10 Dec 2014 | Alex Graves, Greg Wayne, Ivo Danihelka
Neural Turing Machines (NTMs) extend neural networks by integrating them with external memory resources, enabling interaction through attention mechanisms. This system, akin to a Turing Machine but differentiable, allows efficient training via gradient descent. Preliminary results show NTMs can infer simple algorithms like copying, sorting, and associative recall from input-output examples.
NTMs combine a neural network controller with a memory bank, using attention to read and write memory. The controller is differentiable, enabling end-to-end training. NTMs mimic human working memory, handling short-term information storage and rule-based manipulation. They resemble working memory models by selectively accessing memory through attention.
Research in psychology, neuroscience, and AI highlights the importance of working memory in cognition. NTMs draw from these fields, incorporating mechanisms for variable-binding and variable-length structures. Recurrent neural networks (RNNs), including Long Short-Term Memory (LSTM), have shown promise in handling variable-length data, but NTMs enhance this by adding external memory and attention.
NTMs use content-based and location-based addressing to access memory. Content-based addressing retrieves data based on similarity, while location-based addressing uses shifts to navigate memory. This dual mechanism allows NTMs to generalize well beyond training data.
Experiments demonstrate NTMs' ability to learn and execute simple algorithms. In the copy task, NTMs outperformed LSTMs, maintaining accuracy for longer sequences. In repeat copy, NTMs learned nested functions, though they struggled with counting repetitions. Associative recall tasks showed NTMs could retrieve subsequent items in a sequence, using content-based lookups. Dynamic N-Grams tests revealed NTMs could adapt to new predictive distributions, using memory to track transition statistics. Priority sort tasks confirmed NTMs could sort data based on priorities, using memory to track context-specific counts.

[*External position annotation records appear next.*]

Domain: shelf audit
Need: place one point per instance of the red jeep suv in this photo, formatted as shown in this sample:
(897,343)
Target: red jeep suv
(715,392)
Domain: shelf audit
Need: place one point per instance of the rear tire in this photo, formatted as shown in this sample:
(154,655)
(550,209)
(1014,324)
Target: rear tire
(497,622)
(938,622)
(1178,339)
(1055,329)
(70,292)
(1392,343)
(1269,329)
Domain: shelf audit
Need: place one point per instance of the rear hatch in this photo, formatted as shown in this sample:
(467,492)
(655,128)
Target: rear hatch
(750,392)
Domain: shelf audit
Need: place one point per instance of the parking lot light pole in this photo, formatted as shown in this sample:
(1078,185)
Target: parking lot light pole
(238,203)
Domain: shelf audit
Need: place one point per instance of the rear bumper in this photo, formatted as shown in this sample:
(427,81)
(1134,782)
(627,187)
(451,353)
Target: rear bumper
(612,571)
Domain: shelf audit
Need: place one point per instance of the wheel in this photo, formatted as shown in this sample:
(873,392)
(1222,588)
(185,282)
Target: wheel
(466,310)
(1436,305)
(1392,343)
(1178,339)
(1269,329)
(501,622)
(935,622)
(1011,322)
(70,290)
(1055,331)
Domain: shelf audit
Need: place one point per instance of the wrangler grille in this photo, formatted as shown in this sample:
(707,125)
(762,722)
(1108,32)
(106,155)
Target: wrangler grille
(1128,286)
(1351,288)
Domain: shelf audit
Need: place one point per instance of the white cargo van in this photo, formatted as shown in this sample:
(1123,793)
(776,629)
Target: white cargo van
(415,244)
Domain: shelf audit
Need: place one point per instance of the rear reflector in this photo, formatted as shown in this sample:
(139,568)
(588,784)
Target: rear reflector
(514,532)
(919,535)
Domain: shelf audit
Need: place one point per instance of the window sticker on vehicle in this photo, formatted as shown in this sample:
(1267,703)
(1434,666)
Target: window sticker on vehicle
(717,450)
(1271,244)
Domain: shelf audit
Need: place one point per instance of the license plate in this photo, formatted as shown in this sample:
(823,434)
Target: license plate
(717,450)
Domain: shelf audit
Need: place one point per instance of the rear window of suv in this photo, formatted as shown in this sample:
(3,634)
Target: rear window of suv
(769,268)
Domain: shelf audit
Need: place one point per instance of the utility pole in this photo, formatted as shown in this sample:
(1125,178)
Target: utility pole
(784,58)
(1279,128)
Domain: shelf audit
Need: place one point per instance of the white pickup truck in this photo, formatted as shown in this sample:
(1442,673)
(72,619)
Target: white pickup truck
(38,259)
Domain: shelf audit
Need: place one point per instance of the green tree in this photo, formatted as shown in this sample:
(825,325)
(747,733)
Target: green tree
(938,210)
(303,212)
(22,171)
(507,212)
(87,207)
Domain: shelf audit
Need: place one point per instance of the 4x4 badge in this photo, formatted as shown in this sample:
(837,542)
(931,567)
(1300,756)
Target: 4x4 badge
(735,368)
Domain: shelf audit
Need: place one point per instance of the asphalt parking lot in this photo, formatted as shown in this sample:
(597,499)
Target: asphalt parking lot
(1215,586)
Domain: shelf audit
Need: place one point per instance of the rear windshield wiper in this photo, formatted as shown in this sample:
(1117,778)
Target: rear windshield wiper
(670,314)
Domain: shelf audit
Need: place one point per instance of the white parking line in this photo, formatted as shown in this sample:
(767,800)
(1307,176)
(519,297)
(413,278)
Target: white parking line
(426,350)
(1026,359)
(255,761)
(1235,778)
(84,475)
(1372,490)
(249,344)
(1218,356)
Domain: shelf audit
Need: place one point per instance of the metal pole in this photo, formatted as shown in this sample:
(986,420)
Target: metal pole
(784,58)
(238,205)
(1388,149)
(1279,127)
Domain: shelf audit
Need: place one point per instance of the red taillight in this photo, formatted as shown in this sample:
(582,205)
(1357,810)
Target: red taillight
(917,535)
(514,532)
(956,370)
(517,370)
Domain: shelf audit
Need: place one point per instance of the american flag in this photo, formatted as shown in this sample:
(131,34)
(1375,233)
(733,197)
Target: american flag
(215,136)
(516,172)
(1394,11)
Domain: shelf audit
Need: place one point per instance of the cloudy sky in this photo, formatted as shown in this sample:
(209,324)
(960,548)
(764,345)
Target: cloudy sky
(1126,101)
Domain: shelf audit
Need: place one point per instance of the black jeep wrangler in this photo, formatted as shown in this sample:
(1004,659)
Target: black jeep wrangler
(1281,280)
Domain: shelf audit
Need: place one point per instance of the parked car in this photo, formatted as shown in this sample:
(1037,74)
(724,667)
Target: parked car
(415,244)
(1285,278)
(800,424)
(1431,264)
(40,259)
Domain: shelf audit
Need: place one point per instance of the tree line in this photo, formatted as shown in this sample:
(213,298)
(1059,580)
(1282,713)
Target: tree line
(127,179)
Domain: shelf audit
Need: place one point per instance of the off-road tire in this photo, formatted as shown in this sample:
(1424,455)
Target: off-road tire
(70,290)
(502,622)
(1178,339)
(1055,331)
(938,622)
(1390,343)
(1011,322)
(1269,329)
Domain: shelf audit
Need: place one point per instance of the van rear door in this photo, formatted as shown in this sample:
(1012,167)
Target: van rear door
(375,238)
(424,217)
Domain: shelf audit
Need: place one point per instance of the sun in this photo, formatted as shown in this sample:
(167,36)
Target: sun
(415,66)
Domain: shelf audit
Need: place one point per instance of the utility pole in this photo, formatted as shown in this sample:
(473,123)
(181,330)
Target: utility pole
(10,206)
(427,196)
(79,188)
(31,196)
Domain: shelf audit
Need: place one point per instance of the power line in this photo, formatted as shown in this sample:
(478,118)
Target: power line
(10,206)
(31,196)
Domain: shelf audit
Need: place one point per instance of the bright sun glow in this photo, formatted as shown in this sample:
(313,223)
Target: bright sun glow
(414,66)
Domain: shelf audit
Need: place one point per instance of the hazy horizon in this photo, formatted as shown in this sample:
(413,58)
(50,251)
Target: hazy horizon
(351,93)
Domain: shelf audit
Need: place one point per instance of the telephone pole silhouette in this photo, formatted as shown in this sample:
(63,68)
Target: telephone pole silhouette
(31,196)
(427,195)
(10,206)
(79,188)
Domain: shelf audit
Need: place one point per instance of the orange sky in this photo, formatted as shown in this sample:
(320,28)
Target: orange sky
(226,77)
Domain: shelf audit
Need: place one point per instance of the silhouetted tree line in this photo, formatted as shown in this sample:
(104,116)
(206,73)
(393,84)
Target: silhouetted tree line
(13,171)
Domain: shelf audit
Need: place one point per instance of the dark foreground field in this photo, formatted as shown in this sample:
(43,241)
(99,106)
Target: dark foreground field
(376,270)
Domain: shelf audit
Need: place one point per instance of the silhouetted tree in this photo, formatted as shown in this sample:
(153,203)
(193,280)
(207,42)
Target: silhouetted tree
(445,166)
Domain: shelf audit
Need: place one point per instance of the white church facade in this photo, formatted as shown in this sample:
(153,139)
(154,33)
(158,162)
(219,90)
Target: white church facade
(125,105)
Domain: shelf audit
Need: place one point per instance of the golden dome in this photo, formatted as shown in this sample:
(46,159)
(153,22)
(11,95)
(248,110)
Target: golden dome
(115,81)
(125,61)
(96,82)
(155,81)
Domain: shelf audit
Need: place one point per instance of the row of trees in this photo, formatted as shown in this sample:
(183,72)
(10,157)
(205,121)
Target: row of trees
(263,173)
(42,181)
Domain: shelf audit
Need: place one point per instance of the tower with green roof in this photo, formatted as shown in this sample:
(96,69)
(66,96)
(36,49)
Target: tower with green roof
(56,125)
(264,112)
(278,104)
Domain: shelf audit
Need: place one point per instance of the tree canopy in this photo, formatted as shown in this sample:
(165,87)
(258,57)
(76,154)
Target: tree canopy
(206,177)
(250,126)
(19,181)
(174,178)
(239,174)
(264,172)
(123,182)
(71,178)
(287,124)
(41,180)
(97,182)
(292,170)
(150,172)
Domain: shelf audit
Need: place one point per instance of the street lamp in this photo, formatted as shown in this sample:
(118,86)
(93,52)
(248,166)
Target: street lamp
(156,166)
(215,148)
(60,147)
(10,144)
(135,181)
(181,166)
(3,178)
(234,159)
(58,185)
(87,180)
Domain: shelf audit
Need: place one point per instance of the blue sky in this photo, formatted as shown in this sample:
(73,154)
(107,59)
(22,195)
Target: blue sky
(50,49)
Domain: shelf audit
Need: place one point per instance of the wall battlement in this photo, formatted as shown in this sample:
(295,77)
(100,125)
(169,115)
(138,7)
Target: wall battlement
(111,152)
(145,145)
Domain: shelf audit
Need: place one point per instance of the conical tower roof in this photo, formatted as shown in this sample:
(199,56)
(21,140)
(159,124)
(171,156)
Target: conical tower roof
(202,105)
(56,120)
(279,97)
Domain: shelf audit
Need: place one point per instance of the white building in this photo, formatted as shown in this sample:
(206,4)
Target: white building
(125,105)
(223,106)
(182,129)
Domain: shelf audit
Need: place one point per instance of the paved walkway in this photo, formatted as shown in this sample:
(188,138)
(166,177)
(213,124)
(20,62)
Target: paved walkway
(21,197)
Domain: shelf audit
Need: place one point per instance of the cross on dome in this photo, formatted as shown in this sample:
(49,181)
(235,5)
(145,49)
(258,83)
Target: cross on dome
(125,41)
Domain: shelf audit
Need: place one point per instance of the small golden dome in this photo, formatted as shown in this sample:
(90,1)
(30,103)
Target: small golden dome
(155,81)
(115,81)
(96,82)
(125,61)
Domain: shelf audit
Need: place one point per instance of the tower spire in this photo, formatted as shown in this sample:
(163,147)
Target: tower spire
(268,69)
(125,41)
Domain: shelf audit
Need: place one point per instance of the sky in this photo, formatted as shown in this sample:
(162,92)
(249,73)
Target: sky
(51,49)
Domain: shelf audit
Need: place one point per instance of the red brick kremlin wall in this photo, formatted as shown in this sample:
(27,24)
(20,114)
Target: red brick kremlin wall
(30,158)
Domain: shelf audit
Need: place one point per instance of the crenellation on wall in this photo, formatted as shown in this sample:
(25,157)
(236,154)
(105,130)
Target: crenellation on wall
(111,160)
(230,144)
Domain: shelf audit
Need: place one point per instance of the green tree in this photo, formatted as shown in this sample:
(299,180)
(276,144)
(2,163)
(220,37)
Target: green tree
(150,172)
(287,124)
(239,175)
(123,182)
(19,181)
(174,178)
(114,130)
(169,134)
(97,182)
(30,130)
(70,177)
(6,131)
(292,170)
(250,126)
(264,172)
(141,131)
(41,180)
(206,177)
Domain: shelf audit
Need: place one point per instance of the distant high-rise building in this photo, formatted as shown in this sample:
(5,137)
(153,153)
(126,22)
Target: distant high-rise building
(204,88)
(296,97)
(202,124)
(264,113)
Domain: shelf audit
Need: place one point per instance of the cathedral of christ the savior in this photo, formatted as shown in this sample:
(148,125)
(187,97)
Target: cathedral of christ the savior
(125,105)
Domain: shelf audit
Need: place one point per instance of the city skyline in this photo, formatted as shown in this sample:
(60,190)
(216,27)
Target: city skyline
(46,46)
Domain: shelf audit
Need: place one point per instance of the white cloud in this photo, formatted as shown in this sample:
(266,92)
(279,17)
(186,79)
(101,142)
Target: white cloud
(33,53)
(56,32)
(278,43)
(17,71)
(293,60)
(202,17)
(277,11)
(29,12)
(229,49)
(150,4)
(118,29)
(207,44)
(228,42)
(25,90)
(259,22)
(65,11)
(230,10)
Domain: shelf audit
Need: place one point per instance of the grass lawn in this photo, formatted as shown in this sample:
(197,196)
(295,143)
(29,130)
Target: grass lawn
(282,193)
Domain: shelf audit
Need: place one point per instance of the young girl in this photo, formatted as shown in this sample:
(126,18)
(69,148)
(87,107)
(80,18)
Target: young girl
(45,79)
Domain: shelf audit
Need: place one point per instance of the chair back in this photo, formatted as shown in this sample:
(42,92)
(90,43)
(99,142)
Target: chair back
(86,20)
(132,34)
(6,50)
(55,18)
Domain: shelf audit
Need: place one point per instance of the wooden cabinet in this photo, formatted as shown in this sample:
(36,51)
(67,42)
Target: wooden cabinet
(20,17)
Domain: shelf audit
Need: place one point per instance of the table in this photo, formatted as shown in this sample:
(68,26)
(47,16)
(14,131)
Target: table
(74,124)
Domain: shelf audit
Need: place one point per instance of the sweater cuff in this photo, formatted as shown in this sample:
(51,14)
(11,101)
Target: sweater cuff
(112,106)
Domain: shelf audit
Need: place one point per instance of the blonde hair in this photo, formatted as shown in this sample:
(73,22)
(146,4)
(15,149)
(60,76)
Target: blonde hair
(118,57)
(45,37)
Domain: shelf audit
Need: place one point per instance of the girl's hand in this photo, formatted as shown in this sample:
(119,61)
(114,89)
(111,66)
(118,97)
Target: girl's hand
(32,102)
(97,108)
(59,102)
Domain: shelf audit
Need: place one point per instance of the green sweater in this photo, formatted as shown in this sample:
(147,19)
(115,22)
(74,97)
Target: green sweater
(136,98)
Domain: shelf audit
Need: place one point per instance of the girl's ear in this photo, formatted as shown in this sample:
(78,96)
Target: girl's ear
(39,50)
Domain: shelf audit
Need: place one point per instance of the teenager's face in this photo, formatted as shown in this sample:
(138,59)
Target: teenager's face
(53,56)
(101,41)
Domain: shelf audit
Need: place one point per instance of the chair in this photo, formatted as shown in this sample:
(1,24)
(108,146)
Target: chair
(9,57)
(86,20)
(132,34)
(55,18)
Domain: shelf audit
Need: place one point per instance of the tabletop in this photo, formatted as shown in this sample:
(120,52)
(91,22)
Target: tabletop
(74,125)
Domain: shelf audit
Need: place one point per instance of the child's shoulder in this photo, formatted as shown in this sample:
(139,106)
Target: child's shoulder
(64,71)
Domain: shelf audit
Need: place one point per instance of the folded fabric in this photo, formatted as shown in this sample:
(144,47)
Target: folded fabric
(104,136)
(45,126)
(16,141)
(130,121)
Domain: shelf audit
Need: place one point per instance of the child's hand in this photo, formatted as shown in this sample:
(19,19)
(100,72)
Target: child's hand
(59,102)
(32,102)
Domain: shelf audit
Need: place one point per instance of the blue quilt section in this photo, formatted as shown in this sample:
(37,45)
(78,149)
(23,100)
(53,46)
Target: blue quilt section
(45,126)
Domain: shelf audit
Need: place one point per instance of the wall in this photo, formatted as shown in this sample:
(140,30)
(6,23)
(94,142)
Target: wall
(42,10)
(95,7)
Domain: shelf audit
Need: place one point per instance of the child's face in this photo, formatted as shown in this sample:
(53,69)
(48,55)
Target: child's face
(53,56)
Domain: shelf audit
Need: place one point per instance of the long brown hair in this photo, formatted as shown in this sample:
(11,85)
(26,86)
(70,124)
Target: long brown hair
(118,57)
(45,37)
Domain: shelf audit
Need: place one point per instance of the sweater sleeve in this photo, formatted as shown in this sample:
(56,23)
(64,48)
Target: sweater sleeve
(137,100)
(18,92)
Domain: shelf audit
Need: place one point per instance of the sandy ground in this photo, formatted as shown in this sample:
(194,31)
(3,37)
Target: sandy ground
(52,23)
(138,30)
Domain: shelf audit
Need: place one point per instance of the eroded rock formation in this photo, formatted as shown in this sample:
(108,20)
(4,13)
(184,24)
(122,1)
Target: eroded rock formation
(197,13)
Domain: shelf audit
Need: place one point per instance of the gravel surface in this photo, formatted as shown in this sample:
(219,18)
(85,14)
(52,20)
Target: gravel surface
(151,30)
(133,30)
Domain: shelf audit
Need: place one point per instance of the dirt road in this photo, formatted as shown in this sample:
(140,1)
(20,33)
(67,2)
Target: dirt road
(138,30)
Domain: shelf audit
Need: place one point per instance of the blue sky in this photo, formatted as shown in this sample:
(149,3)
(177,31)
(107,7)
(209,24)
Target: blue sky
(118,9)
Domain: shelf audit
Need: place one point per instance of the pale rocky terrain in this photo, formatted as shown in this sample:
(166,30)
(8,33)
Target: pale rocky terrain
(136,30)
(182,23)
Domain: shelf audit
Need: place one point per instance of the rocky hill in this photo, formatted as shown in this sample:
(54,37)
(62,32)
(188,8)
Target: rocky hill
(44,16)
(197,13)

NTMs show significant performance improvements over LSTMs in various tasks, leveraging external memory and attention for better generalization. The architecture is differentiable, allowing efficient training and adaptation to new tasks. Overall, NTMs offer a practical mechanism for learning programs, combining the strengths of neural networks and external memory systems.Neural Turing Machines (NTMs) extend neural networks by integrating them with external memory resources, enabling interaction through attention mechanisms. This system, akin to a Turing Machine but differentiable, allows efficient training via gradient descent. Preliminary results show NTMs can infer simple algorithms like copying, sorting, and associative recall from input-output examples.
NTMs combine a neural network controller with a memory bank, using attention to read and write memory. The controller is differentiable, enabling end-to-end training. NTMs mimic human working memory, handling short-term information storage and rule-based manipulation. They resemble working memory models by selectively accessing memory through attention.
Research in psychology, neuroscience, and AI highlights the importance of working memory in cognition. NTMs draw from these fields, incorporating mechanisms for variable-binding and variable-length structures. Recurrent neural networks (RNNs), including Long Short-Term Memory (LSTM), have shown promise in handling variable-length data, but NTMs enhance this by adding external memory and attention.
NTMs use content-based and location-based addressing to access memory. Content-based addressing retrieves data based on similarity, while location-based addressing uses shifts to navigate memory. This dual mechanism allows NTMs to generalize well beyond training data.
Experiments demonstrate NTMs' ability to learn and execute simple algorithms. In the copy task, NTMs outperformed LSTMs, maintaining accuracy for longer sequences. In repeat copy, NTMs learned nested functions, though they struggled with counting repetitions. Associative recall tasks showed NTMs could retrieve subsequent items in a sequence, using content-based lookups. Dynamic N-Grams tests revealed NTMs could adapt to new predictive distributions, using memory to track transition statistics. Priority sort tasks confirmed NTMs could sort data based on priorities, using memory to track context-specific counts.
NTMs show significant performance improvements over LSTMs in various tasks, leveraging external memory and attention for better generalization. The architecture is differentiable, allowing efficient training and adaptation to new tasks. Overall, NTMs offer a practical mechanism for learning programs, combining the strengths of neural networks and external memory systems.